Manager Bobby Valentine knows a little about injuries. He was a hot prospect playing for the California Angels on May 17, 1973, when he chased a drive by Oakland's Dick Green to the leftfield fence in Anaheim Stadium. The ball cleared the wall. Valentine hit it. "I was running full speed," he recalls, "and I used my right leg to break the impact. It snapped." The leg was broken in two places, and though Valentine played another six years, he was never the same player.
The injury, says the 36-year-old Valentine, "made me old before my time," a condition that has served him well as the major league's youngest manager. Aside from enthusiasm and patience, Valentine figures that the most valuable attribute he brings to his job is "empathy." He explains: "Look, I've run the cycle. I was a Number 1 draft choice and a heralded rookie—a wisecracking 20-year-old. I've been a third-place hitter in the order and [all too briefly] a star. I was a seriously injured player. I've been a traded player. Finally, I've been a released player. So a lot of the things my players are going through I've already been through."
Valentine's empatico approach seems to work, especially with the many tyros on the Texas roster. He gives them confidence through trust.

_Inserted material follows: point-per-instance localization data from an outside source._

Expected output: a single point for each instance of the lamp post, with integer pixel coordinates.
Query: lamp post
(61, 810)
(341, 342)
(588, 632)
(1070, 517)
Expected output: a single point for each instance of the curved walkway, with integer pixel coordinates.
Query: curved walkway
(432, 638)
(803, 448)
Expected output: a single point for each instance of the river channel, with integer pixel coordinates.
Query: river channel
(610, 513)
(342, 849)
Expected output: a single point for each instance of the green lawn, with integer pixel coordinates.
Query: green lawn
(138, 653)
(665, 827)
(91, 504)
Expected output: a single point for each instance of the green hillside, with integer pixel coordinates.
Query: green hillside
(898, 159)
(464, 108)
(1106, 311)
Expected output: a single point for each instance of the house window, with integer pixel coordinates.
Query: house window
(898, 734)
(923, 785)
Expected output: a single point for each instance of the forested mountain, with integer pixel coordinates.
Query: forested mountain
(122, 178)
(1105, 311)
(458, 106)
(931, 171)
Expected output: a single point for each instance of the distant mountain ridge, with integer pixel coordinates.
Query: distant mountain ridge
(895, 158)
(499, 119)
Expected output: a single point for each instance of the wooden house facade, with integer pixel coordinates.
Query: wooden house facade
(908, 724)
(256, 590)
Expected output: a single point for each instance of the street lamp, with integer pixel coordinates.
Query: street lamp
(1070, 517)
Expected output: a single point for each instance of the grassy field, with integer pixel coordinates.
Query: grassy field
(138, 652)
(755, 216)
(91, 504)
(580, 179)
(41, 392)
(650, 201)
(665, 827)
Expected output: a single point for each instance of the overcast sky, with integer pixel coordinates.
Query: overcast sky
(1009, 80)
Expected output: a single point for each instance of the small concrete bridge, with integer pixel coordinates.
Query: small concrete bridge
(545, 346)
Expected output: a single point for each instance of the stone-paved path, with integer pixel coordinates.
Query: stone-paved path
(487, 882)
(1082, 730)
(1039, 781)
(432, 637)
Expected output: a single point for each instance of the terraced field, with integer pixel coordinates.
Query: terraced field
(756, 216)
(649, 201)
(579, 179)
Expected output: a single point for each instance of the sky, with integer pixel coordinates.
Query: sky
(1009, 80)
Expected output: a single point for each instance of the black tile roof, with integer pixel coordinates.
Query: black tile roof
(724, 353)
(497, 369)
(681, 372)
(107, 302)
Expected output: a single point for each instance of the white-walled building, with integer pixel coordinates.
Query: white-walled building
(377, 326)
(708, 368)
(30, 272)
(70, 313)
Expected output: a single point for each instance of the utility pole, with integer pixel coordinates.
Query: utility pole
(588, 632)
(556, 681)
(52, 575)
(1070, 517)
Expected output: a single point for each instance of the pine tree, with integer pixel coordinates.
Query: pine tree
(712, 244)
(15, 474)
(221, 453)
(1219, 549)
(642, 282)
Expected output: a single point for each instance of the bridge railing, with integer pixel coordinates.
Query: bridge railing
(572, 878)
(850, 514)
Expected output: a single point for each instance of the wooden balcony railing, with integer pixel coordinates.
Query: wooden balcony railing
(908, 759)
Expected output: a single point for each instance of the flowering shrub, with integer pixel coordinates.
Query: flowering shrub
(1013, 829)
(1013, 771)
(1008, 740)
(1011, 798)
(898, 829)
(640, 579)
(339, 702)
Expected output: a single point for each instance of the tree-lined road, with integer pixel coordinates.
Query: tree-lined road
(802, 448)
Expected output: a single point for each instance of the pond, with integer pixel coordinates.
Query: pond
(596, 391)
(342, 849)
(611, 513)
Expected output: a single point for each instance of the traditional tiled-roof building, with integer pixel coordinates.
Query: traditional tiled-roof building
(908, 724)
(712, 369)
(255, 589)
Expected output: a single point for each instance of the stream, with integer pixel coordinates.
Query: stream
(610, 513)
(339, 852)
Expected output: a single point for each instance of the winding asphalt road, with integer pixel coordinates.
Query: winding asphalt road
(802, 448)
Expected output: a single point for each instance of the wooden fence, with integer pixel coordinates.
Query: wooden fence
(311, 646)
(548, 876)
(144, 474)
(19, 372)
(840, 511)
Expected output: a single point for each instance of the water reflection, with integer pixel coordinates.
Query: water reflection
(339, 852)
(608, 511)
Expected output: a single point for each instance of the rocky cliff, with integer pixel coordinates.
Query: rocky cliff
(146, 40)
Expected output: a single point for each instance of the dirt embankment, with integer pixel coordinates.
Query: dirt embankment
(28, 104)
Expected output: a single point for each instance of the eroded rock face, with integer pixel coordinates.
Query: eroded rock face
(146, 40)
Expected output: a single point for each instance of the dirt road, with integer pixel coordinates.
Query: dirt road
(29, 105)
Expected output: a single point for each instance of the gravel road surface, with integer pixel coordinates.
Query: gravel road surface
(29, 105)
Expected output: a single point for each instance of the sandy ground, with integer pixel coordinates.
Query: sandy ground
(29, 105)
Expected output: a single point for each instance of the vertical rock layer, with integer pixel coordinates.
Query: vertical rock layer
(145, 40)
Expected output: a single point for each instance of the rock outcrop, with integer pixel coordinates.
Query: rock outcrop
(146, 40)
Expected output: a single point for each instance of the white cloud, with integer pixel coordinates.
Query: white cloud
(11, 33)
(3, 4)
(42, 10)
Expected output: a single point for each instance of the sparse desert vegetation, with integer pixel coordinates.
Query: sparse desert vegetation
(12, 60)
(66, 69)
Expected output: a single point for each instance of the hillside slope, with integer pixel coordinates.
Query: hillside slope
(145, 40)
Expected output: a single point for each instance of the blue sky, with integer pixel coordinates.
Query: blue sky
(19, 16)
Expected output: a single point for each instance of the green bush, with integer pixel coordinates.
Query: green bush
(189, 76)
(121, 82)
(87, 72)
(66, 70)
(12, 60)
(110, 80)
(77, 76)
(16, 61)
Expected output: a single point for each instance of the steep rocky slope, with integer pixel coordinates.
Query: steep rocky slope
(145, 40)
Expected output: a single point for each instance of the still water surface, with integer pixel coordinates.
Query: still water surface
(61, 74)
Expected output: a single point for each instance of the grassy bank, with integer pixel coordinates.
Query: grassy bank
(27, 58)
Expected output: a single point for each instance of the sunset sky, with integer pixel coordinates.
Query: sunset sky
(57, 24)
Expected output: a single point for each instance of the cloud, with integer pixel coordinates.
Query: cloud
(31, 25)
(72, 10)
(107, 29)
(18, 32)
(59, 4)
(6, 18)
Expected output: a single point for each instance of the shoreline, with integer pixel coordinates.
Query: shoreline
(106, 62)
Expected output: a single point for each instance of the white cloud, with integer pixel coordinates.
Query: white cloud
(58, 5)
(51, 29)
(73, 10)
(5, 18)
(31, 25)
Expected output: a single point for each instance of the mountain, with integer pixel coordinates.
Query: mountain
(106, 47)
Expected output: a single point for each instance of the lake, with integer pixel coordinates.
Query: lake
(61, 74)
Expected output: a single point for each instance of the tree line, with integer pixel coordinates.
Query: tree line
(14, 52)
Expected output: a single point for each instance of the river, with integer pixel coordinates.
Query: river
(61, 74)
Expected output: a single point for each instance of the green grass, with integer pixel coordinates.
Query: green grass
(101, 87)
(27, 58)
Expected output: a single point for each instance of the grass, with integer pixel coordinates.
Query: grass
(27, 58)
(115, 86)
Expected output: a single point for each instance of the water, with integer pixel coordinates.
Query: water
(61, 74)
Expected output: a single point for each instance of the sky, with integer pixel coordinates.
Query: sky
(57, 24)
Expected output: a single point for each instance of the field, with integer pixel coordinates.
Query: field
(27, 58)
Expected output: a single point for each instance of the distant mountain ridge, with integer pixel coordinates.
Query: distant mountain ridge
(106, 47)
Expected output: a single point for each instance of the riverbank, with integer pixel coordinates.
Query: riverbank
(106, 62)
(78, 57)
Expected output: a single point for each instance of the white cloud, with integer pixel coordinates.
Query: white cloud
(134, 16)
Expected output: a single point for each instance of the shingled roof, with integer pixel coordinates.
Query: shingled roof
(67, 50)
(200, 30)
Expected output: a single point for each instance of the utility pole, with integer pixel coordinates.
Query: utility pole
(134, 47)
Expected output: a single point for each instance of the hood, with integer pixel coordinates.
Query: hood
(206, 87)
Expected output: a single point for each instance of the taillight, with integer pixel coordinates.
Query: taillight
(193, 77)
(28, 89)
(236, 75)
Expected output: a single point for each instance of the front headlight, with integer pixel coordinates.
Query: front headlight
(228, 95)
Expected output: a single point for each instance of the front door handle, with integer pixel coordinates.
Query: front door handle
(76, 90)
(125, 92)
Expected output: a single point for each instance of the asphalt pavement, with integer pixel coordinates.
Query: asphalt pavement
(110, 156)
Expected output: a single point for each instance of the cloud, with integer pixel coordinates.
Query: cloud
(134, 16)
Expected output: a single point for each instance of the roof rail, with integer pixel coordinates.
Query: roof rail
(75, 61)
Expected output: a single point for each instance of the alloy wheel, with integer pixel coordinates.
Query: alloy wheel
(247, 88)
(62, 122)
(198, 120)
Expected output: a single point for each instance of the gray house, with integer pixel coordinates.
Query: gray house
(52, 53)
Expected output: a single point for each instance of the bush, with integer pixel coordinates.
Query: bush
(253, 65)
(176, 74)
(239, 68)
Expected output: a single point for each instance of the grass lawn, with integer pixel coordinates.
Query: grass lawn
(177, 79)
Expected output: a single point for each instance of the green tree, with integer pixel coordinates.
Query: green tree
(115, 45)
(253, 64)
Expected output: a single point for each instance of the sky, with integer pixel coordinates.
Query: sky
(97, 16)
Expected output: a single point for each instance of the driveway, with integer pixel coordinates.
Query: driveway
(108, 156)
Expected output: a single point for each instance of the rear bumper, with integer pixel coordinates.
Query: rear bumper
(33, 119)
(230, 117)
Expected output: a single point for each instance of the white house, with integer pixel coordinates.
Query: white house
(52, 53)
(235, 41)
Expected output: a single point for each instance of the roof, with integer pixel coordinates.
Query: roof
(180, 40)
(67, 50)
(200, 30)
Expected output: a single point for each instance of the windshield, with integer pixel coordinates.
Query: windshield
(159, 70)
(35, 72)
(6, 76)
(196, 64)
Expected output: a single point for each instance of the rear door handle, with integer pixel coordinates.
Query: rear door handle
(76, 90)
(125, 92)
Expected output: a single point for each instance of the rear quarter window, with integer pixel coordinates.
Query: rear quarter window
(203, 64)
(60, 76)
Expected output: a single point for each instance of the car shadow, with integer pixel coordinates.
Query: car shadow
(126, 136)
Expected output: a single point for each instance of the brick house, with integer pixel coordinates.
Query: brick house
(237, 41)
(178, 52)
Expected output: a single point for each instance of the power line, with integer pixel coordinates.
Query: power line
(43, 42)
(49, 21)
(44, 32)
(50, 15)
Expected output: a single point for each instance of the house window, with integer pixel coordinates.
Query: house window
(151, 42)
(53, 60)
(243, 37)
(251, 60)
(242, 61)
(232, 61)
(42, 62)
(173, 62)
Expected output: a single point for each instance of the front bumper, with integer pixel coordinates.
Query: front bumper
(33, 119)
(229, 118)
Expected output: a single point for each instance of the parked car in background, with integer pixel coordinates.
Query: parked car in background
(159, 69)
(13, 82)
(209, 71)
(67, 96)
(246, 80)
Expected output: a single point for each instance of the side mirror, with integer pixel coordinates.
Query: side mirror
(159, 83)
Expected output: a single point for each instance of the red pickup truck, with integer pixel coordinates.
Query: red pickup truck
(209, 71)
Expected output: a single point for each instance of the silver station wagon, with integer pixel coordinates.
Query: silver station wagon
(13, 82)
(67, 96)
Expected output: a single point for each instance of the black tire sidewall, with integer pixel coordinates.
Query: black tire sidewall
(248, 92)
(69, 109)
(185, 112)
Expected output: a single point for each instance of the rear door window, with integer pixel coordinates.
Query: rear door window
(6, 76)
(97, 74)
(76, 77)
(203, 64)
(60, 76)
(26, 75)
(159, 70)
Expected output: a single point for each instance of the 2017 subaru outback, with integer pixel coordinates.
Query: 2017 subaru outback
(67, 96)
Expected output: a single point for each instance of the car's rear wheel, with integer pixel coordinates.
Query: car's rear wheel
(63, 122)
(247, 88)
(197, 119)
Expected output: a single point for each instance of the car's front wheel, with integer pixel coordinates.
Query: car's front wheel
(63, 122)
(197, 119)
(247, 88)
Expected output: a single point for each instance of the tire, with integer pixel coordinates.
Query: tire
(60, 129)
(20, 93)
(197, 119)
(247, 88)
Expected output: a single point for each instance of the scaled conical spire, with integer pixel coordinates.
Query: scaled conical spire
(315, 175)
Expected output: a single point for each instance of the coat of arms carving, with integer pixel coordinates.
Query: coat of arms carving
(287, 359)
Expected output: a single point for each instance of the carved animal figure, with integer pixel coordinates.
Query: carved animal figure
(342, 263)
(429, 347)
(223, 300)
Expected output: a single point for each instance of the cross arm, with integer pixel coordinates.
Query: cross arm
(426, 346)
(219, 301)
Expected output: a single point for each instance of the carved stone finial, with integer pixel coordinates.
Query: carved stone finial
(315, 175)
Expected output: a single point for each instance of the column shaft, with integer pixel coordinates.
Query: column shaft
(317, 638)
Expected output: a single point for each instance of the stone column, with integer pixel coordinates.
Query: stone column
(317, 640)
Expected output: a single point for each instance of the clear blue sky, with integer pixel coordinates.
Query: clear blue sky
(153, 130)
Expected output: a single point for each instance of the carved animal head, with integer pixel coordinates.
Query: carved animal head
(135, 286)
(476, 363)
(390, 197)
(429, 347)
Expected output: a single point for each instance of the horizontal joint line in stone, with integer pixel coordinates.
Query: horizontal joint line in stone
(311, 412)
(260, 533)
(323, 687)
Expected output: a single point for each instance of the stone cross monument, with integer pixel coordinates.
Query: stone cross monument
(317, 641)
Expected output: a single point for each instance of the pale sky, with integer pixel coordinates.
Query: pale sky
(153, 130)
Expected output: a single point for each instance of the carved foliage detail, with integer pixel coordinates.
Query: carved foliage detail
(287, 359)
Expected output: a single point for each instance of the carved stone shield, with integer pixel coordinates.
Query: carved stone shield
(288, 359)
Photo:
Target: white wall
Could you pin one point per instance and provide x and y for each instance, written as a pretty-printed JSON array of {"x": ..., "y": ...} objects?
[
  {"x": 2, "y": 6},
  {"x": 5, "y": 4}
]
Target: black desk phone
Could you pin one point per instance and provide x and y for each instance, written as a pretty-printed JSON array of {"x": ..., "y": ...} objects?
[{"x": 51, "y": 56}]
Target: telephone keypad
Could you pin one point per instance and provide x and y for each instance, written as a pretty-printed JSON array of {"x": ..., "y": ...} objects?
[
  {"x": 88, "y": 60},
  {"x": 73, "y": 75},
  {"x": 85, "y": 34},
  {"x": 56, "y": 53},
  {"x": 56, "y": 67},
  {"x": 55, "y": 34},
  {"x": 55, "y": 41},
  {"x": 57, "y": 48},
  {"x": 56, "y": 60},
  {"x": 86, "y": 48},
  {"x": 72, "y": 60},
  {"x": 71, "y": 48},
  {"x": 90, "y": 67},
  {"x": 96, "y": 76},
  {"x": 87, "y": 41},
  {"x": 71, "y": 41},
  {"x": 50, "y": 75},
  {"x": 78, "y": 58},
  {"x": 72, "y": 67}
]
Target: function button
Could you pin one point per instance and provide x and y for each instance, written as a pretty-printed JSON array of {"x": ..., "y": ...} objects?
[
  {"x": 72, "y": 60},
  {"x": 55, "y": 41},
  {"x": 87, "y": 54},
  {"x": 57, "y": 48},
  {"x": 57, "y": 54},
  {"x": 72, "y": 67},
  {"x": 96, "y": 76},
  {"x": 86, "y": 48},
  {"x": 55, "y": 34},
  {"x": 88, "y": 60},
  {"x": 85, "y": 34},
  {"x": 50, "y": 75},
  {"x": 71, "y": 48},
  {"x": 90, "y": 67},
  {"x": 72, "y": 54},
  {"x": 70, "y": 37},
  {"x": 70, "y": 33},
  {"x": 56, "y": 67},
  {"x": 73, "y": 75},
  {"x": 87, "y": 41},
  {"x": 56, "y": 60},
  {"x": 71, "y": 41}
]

When the Rangers traded third baseman Buddy Bell to Cincinnati last July 19, they brought up Steve Buechele, a 24-year-old former Stanford star, to replace him. Buechele had been a second baseman in college, and only last season had he started learning the hot-corner trade at Triple A Oklahoma City. Valentine had already promoted another collegian, Oddibe McDowell (Arizona State), and after a painfully slow start, the 23-year-old McDowell was beginning to scintillate at bat, on the base paths and in centerfield. Valentine decided to give Buechele the same chance, knowing that in replacing Bell, perhaps the franchise's best player ever, he was putting enormous pressure on the youngster.
"It's funny, but I didn't even think about pressure at the time," Buechele says now. "Looking back, I can see there was a lot of it." Buechele had good reason to feel insecure this year when a knee injury sidelined him for three weeks of spring training. "Bobby just told me to take my time recovering, that I was his third baseman," he says. "That helped." With eight homers already this year, Buechele has responded to his manager's faith by adding invaluable punch to the bottom of the Texas batting order. As a onetime college roommate of Denver Bronco quarterback John Elway, Buechele naturally also stars in the pregame football warmups.